For years, the tribal leaders argued their case for recognition to the Bureau of Indian Affairs, though they were met with stringent requirements for establishing proof of their tribe’s history and ongoing governance, Moody said. Leaders spent countless hours pouring through old records and files to prove their claims, only to br rebuffed by additional requirements.

“Washington wanted a lot of information, at the time, (that) we couldn’t really lay our hands on,” Moody said. “That didn’t mean that information wasn’t there, we just had to dig for it. When we did find it, and thought we could sit back and breathe a little bit, we’d get 10 more questions back.”

 

A dream realized

After decades of attempting to argue their claim with the bureau, the tribal council decided to take another approach, enlisting the help of U.S. Representatives Fred Upton and Tim Roemer to create a peace legislation in Congress that would recognize the Pokagon Band as a sovereign tribe. On Sept. 21, 1994, the combined efforts of the tribe and the legislators finally paid off when President Bill Clinton personally signed the bill establishing the Pokagon Band of Potawatomi as a federally recognized Native American nation.

“It was an occasion of great joy, but also an awful lot of emotion as well,” Moody said as he recalled his feelings at the time. “It was like maybe a week later when I felt that a big mountain had been moved off my shoulders. It took about that long for it to really sink in.”

Twenty years later, the Pokagon Band is stronger than ever. Headquartered on Sink Road in Dowagiac, the tribe continues to grow. In addition to its three casinos, the Pokagon Band operates its own economic development corporation, Mno-Bmadsen, which currently owns three businesses across southwest Michigan. In December, the tribe opened up its new $13 million health and wellness facility, located on the Rodgers Lake Campus.

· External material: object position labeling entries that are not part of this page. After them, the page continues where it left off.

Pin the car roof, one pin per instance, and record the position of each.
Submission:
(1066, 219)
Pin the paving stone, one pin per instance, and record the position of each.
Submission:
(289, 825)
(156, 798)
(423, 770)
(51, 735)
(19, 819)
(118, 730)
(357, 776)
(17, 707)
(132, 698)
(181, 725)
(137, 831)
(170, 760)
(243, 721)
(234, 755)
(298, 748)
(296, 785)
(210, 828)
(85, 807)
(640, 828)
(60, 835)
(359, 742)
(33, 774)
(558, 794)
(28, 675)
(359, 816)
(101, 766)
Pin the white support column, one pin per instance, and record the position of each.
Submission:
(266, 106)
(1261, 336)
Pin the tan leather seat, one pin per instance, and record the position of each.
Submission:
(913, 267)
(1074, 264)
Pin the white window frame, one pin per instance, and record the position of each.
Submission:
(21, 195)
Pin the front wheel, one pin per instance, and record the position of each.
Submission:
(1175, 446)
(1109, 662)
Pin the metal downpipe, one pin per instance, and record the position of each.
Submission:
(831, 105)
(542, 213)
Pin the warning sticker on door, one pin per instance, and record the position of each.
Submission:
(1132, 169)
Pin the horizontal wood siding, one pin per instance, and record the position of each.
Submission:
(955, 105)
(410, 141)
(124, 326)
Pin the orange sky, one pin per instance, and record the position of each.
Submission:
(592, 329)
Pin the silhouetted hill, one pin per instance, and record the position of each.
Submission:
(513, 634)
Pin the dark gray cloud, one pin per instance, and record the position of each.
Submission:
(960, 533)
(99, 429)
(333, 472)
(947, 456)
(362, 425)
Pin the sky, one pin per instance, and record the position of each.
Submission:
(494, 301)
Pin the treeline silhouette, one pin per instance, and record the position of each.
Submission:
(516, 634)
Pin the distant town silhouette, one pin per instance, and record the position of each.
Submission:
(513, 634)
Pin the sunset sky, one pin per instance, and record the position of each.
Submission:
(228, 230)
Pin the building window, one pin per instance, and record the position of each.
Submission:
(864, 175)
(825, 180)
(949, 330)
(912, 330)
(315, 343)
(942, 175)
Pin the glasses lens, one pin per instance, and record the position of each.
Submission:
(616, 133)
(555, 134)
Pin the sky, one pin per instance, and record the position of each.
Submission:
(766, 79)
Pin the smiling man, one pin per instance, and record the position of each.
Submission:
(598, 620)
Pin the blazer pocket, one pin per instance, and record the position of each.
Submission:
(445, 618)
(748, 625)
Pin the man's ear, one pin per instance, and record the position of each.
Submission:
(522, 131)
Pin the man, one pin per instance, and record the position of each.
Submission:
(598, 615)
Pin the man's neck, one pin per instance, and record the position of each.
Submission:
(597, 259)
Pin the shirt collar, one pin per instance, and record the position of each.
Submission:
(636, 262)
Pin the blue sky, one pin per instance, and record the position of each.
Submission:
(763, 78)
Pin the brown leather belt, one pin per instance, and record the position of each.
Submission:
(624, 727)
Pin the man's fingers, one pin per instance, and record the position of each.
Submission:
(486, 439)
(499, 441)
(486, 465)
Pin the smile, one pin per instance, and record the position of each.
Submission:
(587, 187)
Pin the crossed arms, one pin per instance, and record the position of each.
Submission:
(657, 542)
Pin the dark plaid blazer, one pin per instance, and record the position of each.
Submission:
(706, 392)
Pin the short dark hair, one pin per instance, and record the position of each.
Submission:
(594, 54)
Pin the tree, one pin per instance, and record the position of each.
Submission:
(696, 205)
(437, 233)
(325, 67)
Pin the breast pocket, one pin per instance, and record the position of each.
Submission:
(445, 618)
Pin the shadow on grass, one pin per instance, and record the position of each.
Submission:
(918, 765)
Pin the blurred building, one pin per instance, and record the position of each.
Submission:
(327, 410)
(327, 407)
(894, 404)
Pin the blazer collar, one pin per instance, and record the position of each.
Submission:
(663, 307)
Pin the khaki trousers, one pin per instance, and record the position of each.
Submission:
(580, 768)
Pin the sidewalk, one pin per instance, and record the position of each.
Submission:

“This is where our homelands are,” Moody said. “We work here, we play here, we live here. We’re a part of that community, and we want to add to that community in what ways we can.”

The one success that Winchester finds the most encouraging is the revival of the traditions that his people celebrated on these lands, 1,000 years ago.

“My generation, and my parents’ generation, were extremely pivotal in bringing back the culture, and instilling it back in our lives,” Winchester said. “Thanks to our parents, this is all we know.”